One local county sees decade-long high crash rate.


Rural counties had a higher crash rate than more urban counties over the last 1o years, information released to the Logan and Champaign County Regional Planning Commission this week showed.

“Drivers are just going faster. Typically 25 or 35 mph on an urban road and typically 55 mph on a rural road, and the roads are narrower,” Clark County Engineer John Burr said.

Logan County’s crashes per vehicle miles traveled, a measure of how much traffic is flowing along a roadway during an average 24-hour period, was more than Champaign and Clark.

Champaign and Clark have been routinely under under Ohio’s crash average, but well above the national.

Logan and Champaign counties work with Union County under the Logan-Union-Champaign Regional Commission that is currently working with the Miami Valley Regional Planning Commission to lower those numbers.

“We are going to dig deeper into these numbers to hopefully get them down,” MVRPC Director Brian Martin said.

Martin presented the information at the LUC commission’s dinner Thursday night.

Martin explained in rural communities you have less people driving, but often the number of crashes are similar to more urban areas.

“There are a variety of factors that go into this. Deer, alcohol and human error,” Martin said.

He is working to create a Transportation Planning Document for the LUC to address issues like Logan County’s above-average crash rate calculation.

He said it will be up to the counties to work together to make improvements to make the roads safer and efficient.

Burr said there isn’t funding to keep up with all the road improvements needed.

He is currently working on a project on Lower Valley Pike, and to add a safety zone that includes a rumble strip on the side will cost more than $6 million.

He noted that number is higher than usual because there are three bridges along that stretch, but, on average, to widen a road to make it safer costs around $750,000 a mile.

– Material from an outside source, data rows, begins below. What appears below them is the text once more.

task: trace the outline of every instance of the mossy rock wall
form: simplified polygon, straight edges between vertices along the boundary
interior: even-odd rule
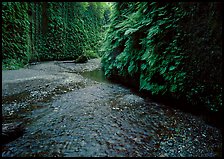
[[[221,3],[117,2],[103,69],[152,95],[221,111],[221,35]]]
[[[3,2],[3,64],[99,56],[105,2]]]

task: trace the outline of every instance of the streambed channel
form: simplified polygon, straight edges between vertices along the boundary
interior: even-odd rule
[[[107,81],[100,59],[2,71],[2,129],[2,157],[222,157],[218,128]]]

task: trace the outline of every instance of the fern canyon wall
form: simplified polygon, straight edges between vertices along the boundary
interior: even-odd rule
[[[99,56],[106,3],[3,2],[2,64]]]
[[[102,59],[108,78],[185,101],[193,109],[223,112],[221,3],[119,2],[113,7]]]

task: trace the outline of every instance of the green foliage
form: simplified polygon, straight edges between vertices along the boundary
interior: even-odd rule
[[[108,78],[134,78],[140,90],[222,108],[218,3],[117,2],[102,50]],[[200,16],[199,16],[200,15]]]
[[[3,2],[4,64],[98,57],[108,11],[105,2]]]
[[[5,62],[7,59],[10,59],[8,61],[22,59],[24,63],[30,60],[29,17],[26,14],[27,12],[27,3],[2,3],[2,58]]]

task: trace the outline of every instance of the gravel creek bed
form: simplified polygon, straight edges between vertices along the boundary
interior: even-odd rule
[[[90,78],[101,76],[100,68],[100,59],[92,59],[2,71],[2,125],[25,127],[1,146],[2,157],[222,157],[221,130]]]

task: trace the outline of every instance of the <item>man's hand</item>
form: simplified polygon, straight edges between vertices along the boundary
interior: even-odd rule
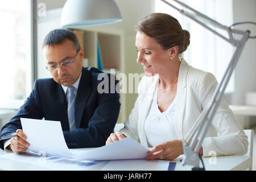
[[[18,136],[13,137],[11,139],[11,144],[8,146],[8,149],[15,153],[20,153],[28,149],[30,144],[26,141],[27,136],[24,134],[22,130],[16,130],[16,132],[13,135],[18,135]]]
[[[108,140],[106,141],[106,145],[120,140],[125,138],[126,138],[126,136],[120,131],[117,131],[115,133],[112,133],[108,138]]]

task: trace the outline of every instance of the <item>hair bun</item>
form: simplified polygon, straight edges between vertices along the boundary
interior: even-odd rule
[[[187,48],[188,48],[188,46],[189,46],[190,44],[190,34],[189,32],[186,30],[183,30],[183,46],[182,46],[182,50],[181,50],[181,52],[184,52],[185,50],[187,50]]]

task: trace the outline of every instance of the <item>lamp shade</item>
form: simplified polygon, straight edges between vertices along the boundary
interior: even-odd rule
[[[72,28],[120,22],[122,16],[114,0],[67,0],[61,26]]]

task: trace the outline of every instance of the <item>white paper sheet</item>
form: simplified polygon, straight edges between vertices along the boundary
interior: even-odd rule
[[[65,142],[60,122],[28,118],[20,118],[20,121],[30,150],[53,155],[72,155]]]
[[[130,138],[73,156],[76,160],[144,159],[148,150]]]
[[[20,154],[7,153],[0,155],[0,158],[20,162],[55,170],[80,171],[94,169],[108,162],[108,161],[81,160],[75,161],[69,159],[45,154],[22,152]]]
[[[146,159],[110,161],[101,171],[167,171],[169,161]]]

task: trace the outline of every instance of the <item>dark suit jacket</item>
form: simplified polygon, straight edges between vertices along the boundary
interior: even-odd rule
[[[114,93],[110,92],[109,93],[100,93],[97,92],[98,85],[101,81],[104,82],[108,81],[109,85],[113,85],[113,83],[114,85],[119,85],[115,77],[113,75],[110,76],[110,74],[103,73],[105,75],[103,77],[101,75],[101,77],[103,78],[98,80],[99,74],[102,73],[95,68],[82,68],[76,98],[77,129],[75,131],[69,131],[68,104],[61,85],[52,78],[44,78],[35,81],[30,96],[16,114],[2,128],[0,136],[11,135],[17,129],[22,129],[20,118],[42,119],[44,117],[46,120],[60,121],[64,138],[69,148],[93,147],[104,145],[116,123],[120,102],[119,93],[115,91]],[[106,78],[109,80],[105,80]],[[110,88],[109,86],[109,90]],[[45,131],[47,135],[47,131]],[[0,147],[2,149],[4,141],[0,142]]]

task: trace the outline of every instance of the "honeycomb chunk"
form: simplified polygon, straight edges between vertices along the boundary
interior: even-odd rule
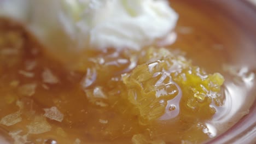
[[[156,120],[172,105],[199,116],[204,115],[200,112],[211,116],[216,111],[212,101],[217,106],[222,104],[224,78],[220,74],[208,74],[181,53],[165,49],[151,48],[142,53],[138,66],[123,75],[127,99],[133,105],[141,124]],[[182,100],[172,101],[177,97]]]

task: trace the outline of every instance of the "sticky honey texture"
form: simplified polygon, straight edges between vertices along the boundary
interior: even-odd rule
[[[206,122],[223,105],[224,78],[182,52],[89,51],[70,69],[21,29],[0,30],[0,123],[13,142],[189,143],[211,137]]]

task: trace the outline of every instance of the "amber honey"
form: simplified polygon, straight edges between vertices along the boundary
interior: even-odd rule
[[[226,130],[255,99],[255,65],[248,62],[255,59],[254,41],[224,12],[206,8],[213,3],[171,4],[179,15],[173,45],[90,51],[75,67],[48,56],[21,27],[3,21],[3,137],[17,143],[190,143]],[[158,82],[165,85],[153,86]]]

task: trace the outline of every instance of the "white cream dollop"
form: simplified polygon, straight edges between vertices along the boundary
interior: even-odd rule
[[[24,24],[53,52],[139,50],[170,33],[178,15],[164,0],[0,0],[0,17]]]

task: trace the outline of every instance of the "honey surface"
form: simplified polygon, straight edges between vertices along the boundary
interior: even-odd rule
[[[223,122],[222,129],[211,123],[232,109],[228,82],[235,77],[242,83],[237,89],[247,92],[244,78],[254,76],[222,68],[235,63],[229,57],[238,51],[229,47],[240,43],[223,35],[236,29],[228,22],[213,26],[222,18],[210,10],[200,13],[200,4],[172,4],[180,15],[173,45],[90,51],[72,70],[48,57],[20,27],[2,22],[1,134],[16,143],[190,143],[231,127],[240,117]],[[240,108],[240,117],[248,107]]]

Burr said the increasing cost of fuel has contributed to rise in the cost of asphalt in recent years, because fuel is involved in several parts of the process to expand a road.

In Springfield, Bechtle Avenue and First Street had the most crashes from 2010 to 2012, 106, and the intersection of Burnett and Main was second with 67.

A study by the Clark County-Springfield Transportation Coordinating Committee published this year highlighted how much more a rural county crash costs society compared to an urban crash in total economic impact to property and life.

A rural head-on crash costs society $207,656 and as opposed to $84,538 for a urban head-on crash, the study said.

“It costs more to society mainly because the crashes happen at such higher speeds,” TCC Administrative Assistant Melanie Runkel said.